Sacha est à la dérive. Lentement, à petit feu, il se laisse couler jusqu’à toucher le fond. Il a déjà mal ça ne sert plus à rien qu’il s’en fasse plus. Ça s’anesthésie la douleur. A coups de pilules. A coups de nicotine et d’alcool. Tout à la fois après tout on s’en fout. Et puis ça aide à tenir droit, à donner le change même si personne n’y croit…

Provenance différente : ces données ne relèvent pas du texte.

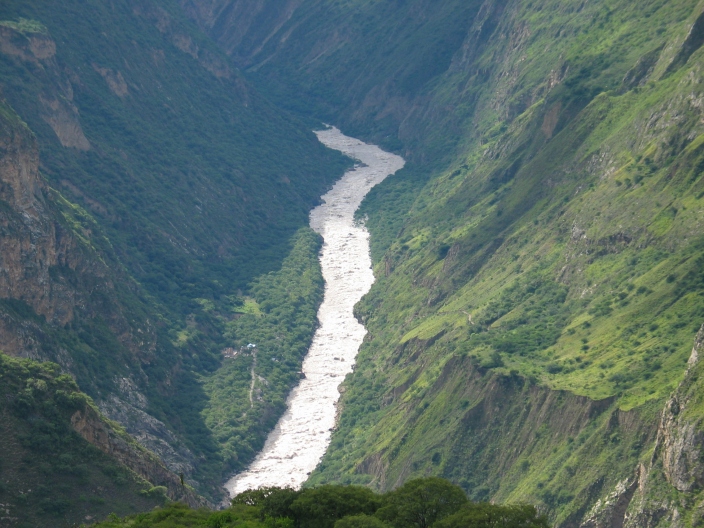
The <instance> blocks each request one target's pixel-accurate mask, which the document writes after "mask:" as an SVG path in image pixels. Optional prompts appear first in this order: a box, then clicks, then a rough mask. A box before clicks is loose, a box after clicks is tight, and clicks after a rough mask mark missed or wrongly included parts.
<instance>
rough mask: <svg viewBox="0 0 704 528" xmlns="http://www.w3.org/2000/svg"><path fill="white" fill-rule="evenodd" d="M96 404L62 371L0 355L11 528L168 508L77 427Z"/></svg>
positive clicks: (146, 482) (1, 491)
mask: <svg viewBox="0 0 704 528" xmlns="http://www.w3.org/2000/svg"><path fill="white" fill-rule="evenodd" d="M91 405H93V404H92V402H91V400H90V398H88V397H87V396H86V395H85V394H83V393H81V392H80V391H79V390H78V387H77V386H76V383H75V382H74V381H73V379H72V378H71V377H70V376H68V375H66V374H61V370H60V368H59V366H58V365H55V364H52V363H38V362H35V361H32V360H28V359H14V358H11V357H9V356H6V355H5V354H2V353H0V445H2V456H1V457H0V482H1V483H2V484H3V485H1V486H0V503H2V504H3V508H4V510H5V514H4V515H6V516H7V517H5V520H7V521H8V522H9V523H10V524H9V525H10V526H14V525H18V526H23V524H22V523H23V522H24V523H25V525H30V526H59V525H64V524H69V523H77V522H82V521H84V520H85V518H86V516H88V517H91V518H96V517H97V518H102V517H104V516H105V515H107V514H108V513H109V512H111V511H115V512H119V513H120V514H121V515H125V514H128V513H131V512H134V511H135V510H136V509H138V508H139V509H147V508H151V507H154V506H155V505H159V504H163V502H164V500H165V497H164V496H163V494H160V495H158V496H153V495H151V494H149V490H150V488H151V485H150V484H149V483H148V482H146V481H144V480H143V479H141V478H139V477H138V476H137V475H136V474H134V473H133V472H132V471H130V470H129V469H127V468H126V467H125V466H123V465H121V464H119V463H118V462H117V461H115V460H114V459H113V458H112V457H110V456H108V455H107V454H105V453H103V452H102V451H100V450H99V449H98V448H97V447H94V446H93V445H91V444H89V443H88V442H86V441H85V440H84V439H83V438H82V437H80V436H79V435H78V434H77V433H76V432H75V431H74V430H73V428H72V427H71V417H72V416H73V415H74V413H76V411H85V409H86V408H87V407H89V406H91Z"/></svg>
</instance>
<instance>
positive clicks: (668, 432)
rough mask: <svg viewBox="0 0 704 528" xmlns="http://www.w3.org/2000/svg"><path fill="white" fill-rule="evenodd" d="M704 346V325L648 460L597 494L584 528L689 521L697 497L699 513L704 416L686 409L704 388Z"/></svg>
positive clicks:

Mais ce soir Sacha fait son retour dans le monde. Pour sa sœur jumelle qui le pousse à renaître et lui donne les ailes qu’il avait brisées. Pour ses amis du lycée qu’il revoit pour la première fois depuis longtemps. Pour Elle, tout Elle, sa peau, sa voix et tout son être… et tous les souvenirs qu’ils ne partagerons peut-être jamais. C’est Halloween… Les masques tombent… Les vrais visages se dévoilent… Les peaux se frottent et s’électrisent… La douleur insidieuse fait silence, mais est toujours aussi vive… Et les démons… ceux du dedans… ceux qui vous entrainent vers le fond… dansent la sarabande…

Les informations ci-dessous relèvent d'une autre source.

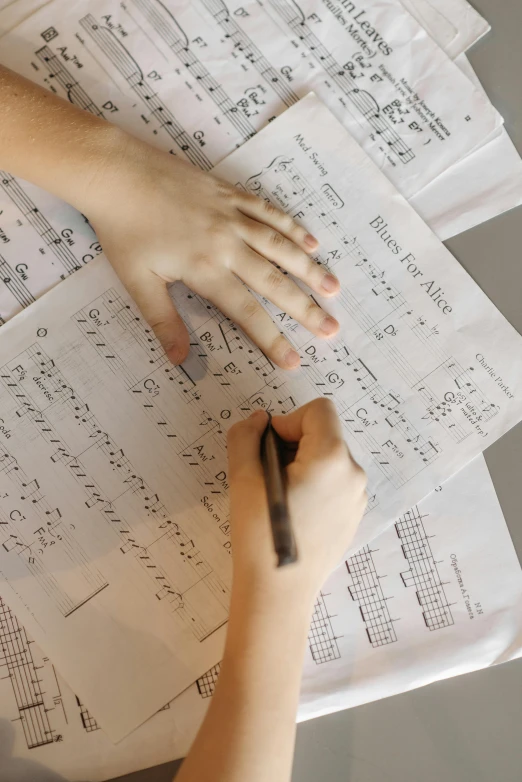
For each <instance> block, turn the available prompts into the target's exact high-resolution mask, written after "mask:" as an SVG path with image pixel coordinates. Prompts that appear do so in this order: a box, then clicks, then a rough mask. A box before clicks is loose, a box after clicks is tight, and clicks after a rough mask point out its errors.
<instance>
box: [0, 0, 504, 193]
mask: <svg viewBox="0 0 522 782" xmlns="http://www.w3.org/2000/svg"><path fill="white" fill-rule="evenodd" d="M336 6H337V2H336V0H331V2H330V3H329V5H327V6H325V5H324V4H323V3H321V2H318V0H303V2H302V3H301V5H299V4H297V3H295V2H293V0H266V2H265V3H264V4H263V5H260V4H258V3H257V2H248V3H247V4H240V3H239V2H237V1H236V0H230V2H228V4H225V3H224V2H223V1H222V0H196V1H195V2H190V3H188V2H185V3H173V2H171V0H167V2H165V3H162V2H159V0H128V2H125V3H123V4H122V3H119V2H116V0H113V2H111V1H110V0H95V1H94V2H93V1H92V0H85V2H81V3H76V4H75V6H74V10H73V11H72V10H71V8H70V5H69V4H68V3H65V2H62V1H61V0H56V1H55V2H53V3H51V4H50V5H48V6H45V7H44V8H42V9H41V11H39V12H38V13H36V14H34V15H33V16H31V17H30V18H29V19H27V20H26V21H25V22H24V23H23V24H22V25H21V26H20V27H18V28H17V30H16V31H15V32H12V33H9V34H8V35H6V36H5V37H4V38H3V39H2V58H3V60H4V62H9V64H10V65H11V67H13V68H15V69H16V70H18V71H20V72H22V73H24V74H25V75H27V76H30V77H31V78H33V79H36V80H37V81H40V82H41V83H43V84H46V85H47V86H52V87H54V89H56V90H57V92H58V93H59V94H61V95H65V96H66V97H69V99H71V100H73V102H77V95H76V93H77V92H78V89H77V88H73V89H70V88H68V87H67V85H69V84H77V83H79V84H80V85H81V87H82V90H83V91H86V92H88V93H89V94H90V98H91V100H92V102H93V103H94V105H95V106H96V107H97V109H98V113H103V109H102V107H103V105H104V103H105V102H106V101H107V94H106V93H107V87H108V85H111V86H113V85H114V84H116V85H118V87H119V88H120V89H121V90H122V91H123V92H124V93H125V94H126V95H127V96H128V97H129V99H131V100H132V102H133V103H134V105H135V114H136V125H137V126H143V125H145V126H146V129H147V131H148V135H149V138H150V140H151V141H152V142H153V143H157V144H159V145H161V146H162V147H163V148H166V149H167V150H172V151H173V153H175V154H182V155H185V156H186V157H187V158H188V159H189V160H190V161H191V162H193V163H195V164H196V165H199V166H201V167H202V168H204V169H210V168H211V167H212V165H214V164H215V163H216V162H218V160H221V159H222V158H223V157H224V156H225V155H227V154H228V153H229V152H231V151H232V150H233V149H234V148H235V147H236V146H237V145H240V144H242V143H244V142H245V141H246V140H247V139H248V138H250V137H251V136H252V135H253V134H254V133H255V132H256V131H258V130H259V129H260V128H261V127H263V126H264V125H265V124H266V123H267V122H268V121H269V120H270V119H272V118H273V117H274V116H277V115H279V114H280V113H281V112H282V111H284V110H285V108H287V107H288V106H291V105H293V104H294V103H295V102H296V101H297V100H298V98H299V97H302V96H303V95H305V94H306V93H307V92H308V91H309V90H310V89H314V90H315V91H316V92H317V93H318V95H319V96H320V97H321V99H322V100H323V101H325V102H326V103H328V105H329V106H330V108H331V109H332V110H333V111H334V113H335V114H336V115H337V116H338V117H339V118H340V119H341V120H342V121H343V122H344V123H345V125H346V127H347V128H348V129H349V130H350V132H351V133H352V134H353V135H354V137H355V138H356V139H357V140H358V141H359V143H360V144H361V145H362V146H363V147H364V148H365V149H366V150H367V151H368V153H369V154H370V156H372V158H373V159H374V160H375V162H376V163H377V164H378V165H379V167H380V168H382V169H383V170H384V171H385V172H386V174H387V175H388V177H389V178H390V179H391V180H392V181H394V182H395V183H396V185H397V186H398V187H399V189H400V190H401V192H403V193H404V194H405V195H412V194H414V193H415V192H417V191H419V190H420V189H422V187H423V186H424V185H426V184H427V183H428V182H430V181H431V180H432V179H433V178H434V177H435V176H437V175H438V174H440V173H441V172H442V171H444V170H446V169H447V168H448V167H449V166H451V165H452V164H454V163H455V162H457V161H458V160H460V159H462V158H464V157H465V156H466V155H468V154H469V153H470V152H471V151H472V150H473V149H474V148H475V147H477V146H480V145H482V144H483V143H484V142H485V140H486V139H487V138H489V137H490V136H491V134H492V133H494V132H495V130H497V129H498V128H499V127H500V126H501V124H502V120H501V118H500V116H499V115H498V113H497V112H496V111H495V110H494V109H493V107H492V106H491V104H490V103H489V102H488V101H487V100H485V99H484V97H483V96H482V95H481V94H480V93H479V92H478V91H476V90H475V89H474V87H473V86H472V85H471V84H470V83H469V81H468V80H467V79H466V78H465V77H464V76H463V75H462V74H461V73H460V71H459V69H458V68H457V67H456V66H455V65H454V64H453V63H452V62H451V60H450V59H449V58H448V57H447V55H445V54H444V53H443V52H442V51H441V50H440V48H439V47H438V46H437V45H436V44H435V43H434V41H433V40H432V39H431V38H430V36H429V35H428V34H427V33H426V32H425V31H424V29H423V28H422V27H420V25H419V24H418V23H417V22H416V21H415V20H414V19H413V18H412V17H411V15H410V14H408V13H407V12H406V11H405V9H404V7H403V6H402V4H401V3H400V0H386V2H385V3H382V2H381V3H378V4H375V6H372V7H371V8H368V9H367V10H361V9H359V7H358V6H357V4H353V3H350V4H348V12H346V9H345V10H343V14H344V16H343V15H342V14H340V13H336V11H335V9H336ZM352 6H353V8H352ZM65 9H67V13H64V11H65ZM350 9H351V10H350ZM345 22H346V24H345ZM399 31H400V32H399ZM413 41H414V42H415V54H412V46H413V43H412V42H413ZM421 42H422V43H421ZM90 82H92V83H90ZM109 97H110V100H112V96H109ZM80 105H83V106H84V107H86V106H85V101H84V96H82V97H81V98H80ZM180 106H183V116H182V117H181V116H180V110H179V107H180ZM457 106H458V109H456V107H457ZM116 107H117V108H119V107H118V105H117V104H116ZM91 110H93V109H92V108H91ZM109 117H110V119H111V120H113V121H115V122H118V121H119V118H120V117H119V112H118V111H114V112H112V113H110V114H109Z"/></svg>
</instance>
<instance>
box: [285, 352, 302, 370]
mask: <svg viewBox="0 0 522 782" xmlns="http://www.w3.org/2000/svg"><path fill="white" fill-rule="evenodd" d="M283 361H284V363H285V364H286V366H287V367H298V366H299V364H300V363H301V359H300V357H299V353H298V352H297V351H296V350H294V349H293V348H290V350H287V351H286V353H285V355H284V356H283Z"/></svg>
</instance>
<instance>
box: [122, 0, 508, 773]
mask: <svg viewBox="0 0 522 782" xmlns="http://www.w3.org/2000/svg"><path fill="white" fill-rule="evenodd" d="M473 4H474V6H475V7H476V9H477V10H478V11H479V12H480V13H482V14H483V15H484V16H485V17H486V18H487V19H488V20H489V21H490V23H491V24H492V27H493V30H492V32H491V33H490V34H489V35H488V36H487V37H486V38H484V39H483V40H482V41H481V42H480V43H478V44H477V45H476V46H475V47H474V48H473V50H472V51H471V52H470V54H469V56H470V60H471V63H472V65H473V67H474V68H475V70H476V71H477V73H478V76H479V78H480V79H481V81H482V84H483V85H484V87H485V88H486V90H487V92H488V95H489V97H490V99H491V100H492V101H493V103H494V105H495V106H496V107H497V109H498V110H499V111H500V112H501V113H502V115H503V116H504V118H505V123H506V128H507V130H508V131H509V133H510V135H511V138H512V139H513V141H514V142H515V144H516V145H517V148H518V151H519V152H520V153H522V37H521V36H522V0H473ZM521 240H522V208H519V209H516V210H514V211H512V212H509V213H507V214H505V215H502V216H501V217H498V218H496V219H495V220H492V221H490V222H488V223H485V224H483V225H481V226H478V227H477V228H474V229H473V230H471V231H468V232H467V233H465V234H461V235H460V236H458V237H456V238H454V239H452V240H451V241H450V242H448V247H449V249H450V250H451V251H452V252H453V254H454V255H455V256H456V257H457V258H458V260H459V261H460V262H461V263H462V265H463V266H464V268H465V269H466V270H467V271H468V272H469V273H470V274H471V276H472V277H473V278H474V279H475V280H476V282H477V283H478V284H479V285H480V286H481V288H482V289H483V290H484V291H485V292H486V293H487V294H488V296H489V297H490V298H491V299H492V300H493V302H494V303H495V304H496V305H497V307H498V308H499V309H500V311H501V312H502V313H503V314H504V315H505V316H506V318H508V320H509V321H510V322H511V323H512V324H513V326H515V328H516V329H518V331H519V332H520V333H522V245H521ZM486 460H487V463H488V467H489V470H490V472H491V476H492V478H493V482H494V484H495V487H496V490H497V493H498V496H499V499H500V502H501V505H502V509H503V511H504V515H505V517H506V521H507V523H508V526H509V529H510V532H511V535H512V538H513V541H514V543H515V547H516V549H517V552H518V555H519V558H520V559H521V561H522V483H521V477H522V475H521V470H522V425H520V426H518V427H516V428H515V429H513V430H512V431H511V432H509V434H508V435H506V436H505V437H503V438H502V439H501V440H500V441H499V442H498V443H496V444H495V445H494V446H493V447H492V448H490V449H489V450H488V451H487V452H486ZM492 566H494V565H492ZM521 725H522V661H520V660H517V661H515V662H512V663H509V664H507V665H503V666H499V667H497V668H492V669H488V670H485V671H479V672H477V673H474V674H468V675H467V676H461V677H459V678H456V679H449V680H447V681H444V682H439V683H437V684H432V685H431V686H429V687H425V688H422V689H419V690H415V691H414V692H410V693H406V694H404V695H399V696H396V697H394V698H389V699H387V700H383V701H377V702H376V703H371V704H368V705H366V706H359V707H358V708H356V709H350V710H349V711H344V712H341V713H338V714H333V715H331V716H328V717H322V718H321V719H317V720H313V721H311V722H308V723H305V724H303V725H300V726H299V728H298V731H297V746H296V753H295V764H294V774H293V782H316V780H318V779H321V780H325V782H326V780H327V782H440V781H441V780H443V781H444V782H493V780H494V782H521V780H522V735H521ZM179 765H180V764H179V763H171V764H167V765H164V766H161V767H157V768H155V769H149V770H147V771H143V772H141V773H138V774H131V775H130V776H125V777H121V778H120V780H119V782H170V780H172V777H173V775H174V774H175V772H176V770H177V769H178V768H179ZM245 782H247V780H246V781H245ZM274 782H276V781H275V780H274Z"/></svg>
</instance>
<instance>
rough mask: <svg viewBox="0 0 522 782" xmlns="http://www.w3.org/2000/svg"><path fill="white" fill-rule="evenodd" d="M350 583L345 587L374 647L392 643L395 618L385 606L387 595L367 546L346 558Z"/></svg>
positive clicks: (393, 641)
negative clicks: (384, 594)
mask: <svg viewBox="0 0 522 782" xmlns="http://www.w3.org/2000/svg"><path fill="white" fill-rule="evenodd" d="M346 567H347V569H348V573H349V574H350V576H351V577H352V584H351V586H349V587H348V591H349V593H350V597H351V598H352V600H353V601H354V602H355V603H358V604H359V611H360V612H361V617H362V620H363V622H364V624H365V625H366V633H367V635H368V640H369V642H370V643H371V645H372V646H373V647H374V648H377V647H379V646H386V645H387V644H391V643H395V642H396V641H397V635H396V634H395V628H394V622H395V620H394V619H392V618H391V615H390V612H389V609H388V602H387V601H388V600H389V598H387V597H385V595H384V592H383V590H382V587H381V584H380V581H381V578H382V576H379V574H378V573H377V569H376V567H375V562H374V560H373V551H372V549H370V547H369V546H365V547H364V548H363V549H361V550H360V551H358V552H357V554H354V556H353V557H350V558H349V559H348V560H347V561H346Z"/></svg>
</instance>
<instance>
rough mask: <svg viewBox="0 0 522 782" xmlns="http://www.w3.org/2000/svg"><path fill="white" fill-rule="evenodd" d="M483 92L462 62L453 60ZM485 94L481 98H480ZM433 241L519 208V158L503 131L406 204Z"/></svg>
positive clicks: (479, 84)
mask: <svg viewBox="0 0 522 782" xmlns="http://www.w3.org/2000/svg"><path fill="white" fill-rule="evenodd" d="M455 62H456V64H457V65H458V66H459V68H461V70H462V71H463V72H464V73H465V74H466V76H468V78H470V79H471V80H472V81H473V82H474V83H475V84H476V86H477V88H478V89H480V90H482V91H483V92H484V88H483V87H482V85H481V84H480V81H479V80H478V78H477V75H476V74H475V72H474V70H473V68H472V67H471V65H470V63H469V61H468V59H467V57H466V56H465V55H461V56H460V57H458V58H457V59H456V60H455ZM484 94H485V93H484ZM410 203H411V205H412V206H413V207H414V208H415V210H416V211H417V212H418V213H419V214H420V215H421V217H423V218H424V219H425V220H426V221H427V222H429V225H430V228H432V230H433V231H434V232H435V233H436V234H437V236H438V237H439V239H442V240H446V239H449V238H451V237H452V236H455V235H456V234H459V233H462V232H463V231H467V230H469V229H470V228H473V227H474V226H476V225H480V223H483V222H485V221H486V220H491V219H492V218H493V217H496V216H497V215H499V214H502V213H504V212H507V211H509V210H510V209H514V208H516V207H517V206H520V205H522V159H521V158H520V155H519V154H518V152H517V150H516V148H515V146H514V144H513V142H512V141H511V139H510V137H509V134H508V132H507V130H506V129H505V128H502V129H500V130H499V131H498V134H497V135H496V136H495V137H494V138H493V139H491V140H490V141H489V143H487V144H485V145H484V146H482V147H481V148H480V149H479V150H477V151H476V152H474V153H473V154H471V155H469V156H468V157H467V158H465V159H464V160H462V161H460V162H459V163H457V164H456V165H454V166H451V168H449V169H448V170H447V171H445V172H444V173H443V174H441V176H439V177H437V178H436V179H435V180H434V181H433V182H432V183H431V184H429V185H428V186H427V187H425V188H423V189H422V190H421V191H420V193H417V194H416V195H415V196H414V197H413V198H411V199H410Z"/></svg>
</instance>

La vie, c’est un truc dont on ne se sort pas.
J’ai refermé PLS avec l’envie viscérale de rembobiner le film. De tout reprendre au début. L’envie aussi de prendre Sacha par la main, cœur et corps en pièces, d’effacer ce sang de carnaval sur son visage pour que coulent les larmes qui libèrent. Je découvre Joanne Richoux et son talent indécent. Et instantanément, j’ai ressenti pour elle ce que j’avais ressenti pour Antoine Dole quand j’ai découvert son univers. Ils ont un truc ces deux là. Un truc qui vous scotche. Un don sûrement. Les phrases acérées de Joanne Richoux, ses fulgurances d’écriture, ces silences que ses mots ont fait naître en moi à chaque fin de chapitre… Ce besoin de souffler. De reprendre un peu d’air…
J’aime qu’un roman me laisse KO debout. J’aime quand ça sent l’urgence. Quand ça cogne et quand ça frappe. J’aime ces écritures au scalpel qui laissent les chairs à vif… PLS est un texte incarné, écorché, vrai. Un texte qui ne se dérobe jamais et nous fait sentir furieusement vivant. Intense, brut, triste et beau à pleurer ♥
Un uppercut partagé avec Jérôme, comme (presque) chaque mardi.
L’avis de Lucie
Éditions Actes Sud junior (Février 2020)
96 p.
Prix : 13,00 €
ISBN : 978-2-330-13099-2
8 commentaires
Satine's books · 18 février 2020 à 09h51
Un roman bouleversant et qui m’a fichue une sacrée claque !
Joanne Richoux a un don, c’est indéniable, pour écrire sur la vraie vie.
Alex-Mot-à-Mots · 18 février 2020 à 11h53
Tu as donc sortie tes mouchoirs ?
krol · 18 février 2020 à 17h50
Quand vous écrivez des billets comme ça, ça me perturbe parce qu’il va falloir que je le trouve à la bibliothèque, je n’achète quasiment jamais de livres ados, et que ça va pas être demain, et qu’entre temps j’aurais oublié. Pfff ! Ma vie est dure !
Jérôme · 19 février 2020 à 15h23
Beau et triste à pleurer, c’est exactement ça. Quelle claque !
Amandine · 22 février 2020 à 09h33
Comment résister à cet avis dithyrambique?!
LUCIE · 22 février 2020 à 10h52
oh mon dieu oui quelle claque. J’aime ton expression « qu’on me laisse ko debout ». Sacrée auteure, plume de dingue.
Philisine Cave · 22 février 2020 à 13h20
Comme Jérôme, tu en parles divinement bien mais je n’arrive pas à me motiver à découvrir cette histoire sombre.